Former Midvaal mayor Bongani Baloyi has quit the DA after 14 years.
On Monday morning Baloyi announced he was leaving the DA but has not shared the reasons, except to say it was a decision he took himself.
“My journey with the @Our_DA ends today. It has been an amazing 14 years which I will always be proud of and I will remain grateful to the DA for their support and opportunities afforded to me. I leave out of my own agency. Not because I am being purged or any nonsense like that,” the 34-year-old announced on Twitter on Monday.
Baloyi’s announcement leaves an egg on the DA’s face after the opposition party announced him as its Gauteng premier candidate for 2024.
It is unclear what Baloyi will do, but his tweets raised suspicions that he may join new kids on the block ActionSA.
“I leave on my time and terms, with a clean track record in government and the party.
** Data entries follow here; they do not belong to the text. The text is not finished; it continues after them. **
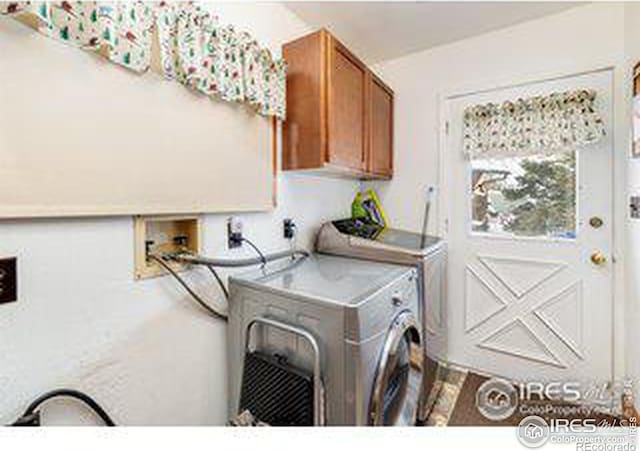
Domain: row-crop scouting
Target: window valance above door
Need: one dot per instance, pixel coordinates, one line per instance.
(535, 125)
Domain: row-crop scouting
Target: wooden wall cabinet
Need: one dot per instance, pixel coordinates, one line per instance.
(339, 114)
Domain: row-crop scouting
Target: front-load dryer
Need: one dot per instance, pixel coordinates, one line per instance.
(364, 317)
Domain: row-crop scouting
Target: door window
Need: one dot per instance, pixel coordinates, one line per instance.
(532, 196)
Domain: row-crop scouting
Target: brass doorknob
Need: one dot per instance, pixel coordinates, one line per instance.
(598, 258)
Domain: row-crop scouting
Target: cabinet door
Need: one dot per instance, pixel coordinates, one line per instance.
(347, 81)
(381, 129)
Now it’s time for me to focus on exciting opportunities before me. Good luck to the friends, colleagues and leadership of @Our_DA. We will meet somewhere. #BonganiBaloyiLeavesDA,” he said.
Baloyi become the youngest mayor when he took the reins at Midvaal in 2013 and went on to make it one of the most successfully run municipalities in country.
Under his stewardship, which ended after the November 1 local government elections, Midvaal municipality received two clean audits and was ranked the top performing municipality.
According to the DA website, Baloyi joined the party in 2005 where he has over the years served as a member of the Vaal region executive committee, the provincial executive committee and as a federal council member.
The website says he has participated in the DA Young Leaders Programme, and previously served as chairperson of the Midvaal Youth Development Forum Board.
The DA has been bleeding black leaders following the departure of former MP Phumzile Van Damme in June. Other black leaders who have left the party include former leader Mmusi Maimane, former Johannesburg mayor Herman Mashaba who went on to form ActionSA, Tshwane councillor Abel Tau, Johannesburg councillor Funzi Ngobeni and former Gauteng leader John Moodey.